“Art doesn’t go to sleep in the bed made for it. It would sooner run away than say its own name: what it likes is to be incognito […].”
Jean Dubuffet’s famous quote comes up often enough for anyone interested in Art Brut to have it in mind. This call to exploration is both clear and uncompromising, offering to whoever hears it clues to uncover what is sufficiently close not to be considered and far enough from exhibition spaces not to be seen.
The inconspicuous person that one regularly encounters on flea markets and at secondhand stores is found here in family photographs. In this untamed mass of memories condemned to oblivion, forms are revealed that are neither entirely photographs nor objects. These small, emotion-laden fetishes were never intended to be exhibited. Collectors call them photomachinées.
By dint of patience and research, collectors have formed an ensemble ranging from simple cut-outs to more complex stagings where the original photographs become part of a different story. These creations were made from the late 19th century onwards and disappeared at the same time as photography on paper and the arrival of digital technology. While collecting these photomachinées, similarities were perceived which, regardless of place of origin and time of production, resulted in homogeneous sets: photorejetées, photorescapées, photocaviardées, photoencadrées, photoadorées…

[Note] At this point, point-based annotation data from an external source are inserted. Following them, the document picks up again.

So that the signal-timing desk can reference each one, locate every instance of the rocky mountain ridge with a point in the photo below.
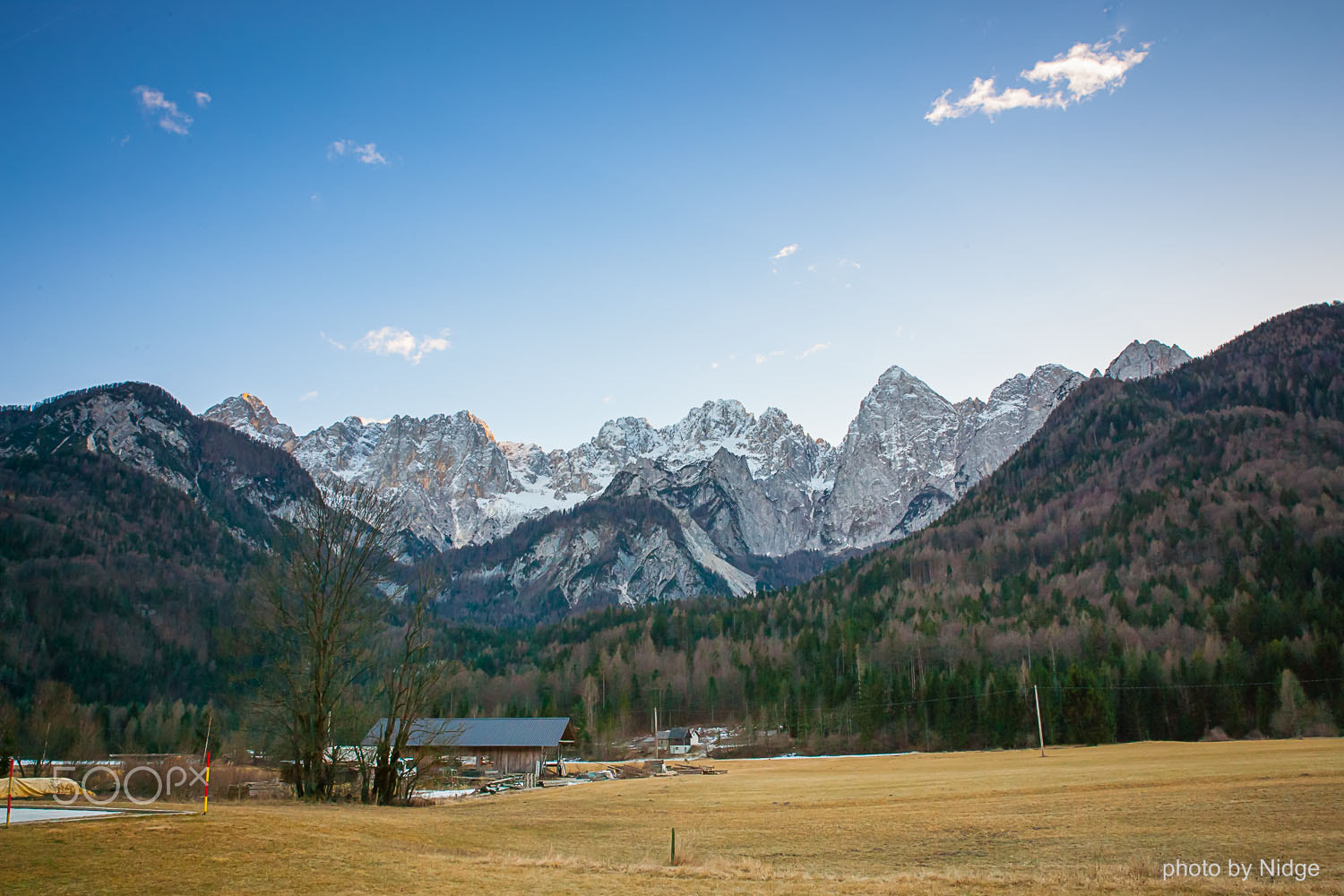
(746, 490)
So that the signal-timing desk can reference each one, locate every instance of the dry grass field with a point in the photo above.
(1082, 820)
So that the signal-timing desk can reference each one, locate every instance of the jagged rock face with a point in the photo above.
(1145, 359)
(448, 473)
(742, 485)
(247, 414)
(910, 452)
(902, 443)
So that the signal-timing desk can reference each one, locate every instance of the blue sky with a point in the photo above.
(553, 215)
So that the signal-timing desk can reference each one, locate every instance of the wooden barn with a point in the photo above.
(513, 745)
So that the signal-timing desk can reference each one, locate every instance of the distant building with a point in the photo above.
(513, 745)
(677, 742)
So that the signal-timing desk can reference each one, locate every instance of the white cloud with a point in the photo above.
(984, 99)
(155, 104)
(819, 347)
(392, 340)
(1086, 69)
(367, 153)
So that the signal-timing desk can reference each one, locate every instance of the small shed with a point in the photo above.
(677, 742)
(513, 745)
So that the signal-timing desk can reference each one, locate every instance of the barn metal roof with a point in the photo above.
(483, 732)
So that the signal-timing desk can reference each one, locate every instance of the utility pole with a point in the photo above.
(1040, 731)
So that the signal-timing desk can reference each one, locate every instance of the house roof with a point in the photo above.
(483, 732)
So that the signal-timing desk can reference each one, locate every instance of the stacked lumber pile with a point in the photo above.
(687, 769)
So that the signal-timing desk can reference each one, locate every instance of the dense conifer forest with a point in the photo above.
(1163, 559)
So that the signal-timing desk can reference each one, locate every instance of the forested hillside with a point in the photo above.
(128, 527)
(1155, 559)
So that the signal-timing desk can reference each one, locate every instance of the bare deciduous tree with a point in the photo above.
(316, 618)
(408, 685)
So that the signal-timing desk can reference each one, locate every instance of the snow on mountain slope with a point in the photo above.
(742, 485)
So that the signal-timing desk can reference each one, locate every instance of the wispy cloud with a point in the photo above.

After meeting in 2017, Antoine Gentil and Lucas Reitalov began a collection of family photos together that now boasts several tens of thousands of prints and a few hundred photomachinées all featured in this book.
Antoine Gentil, 35 years old, curator and author, passionate about Art Brut, he exhibits more or less famous artists at 57 bis, in a second-hand clothing store in the Pigalle district of Paris. His guiding thread is his search for the essence of art.
Lucas Reitalov, 53 years old, from Amsterdam. He is an art lover and collector with a passion for unfashionable works. He has multiple collections, from the Letterists to the oak leaves perforated by French 1st World War infantrymen, not forgetting Al Hensen’s Venuses, popular art and Art Brut.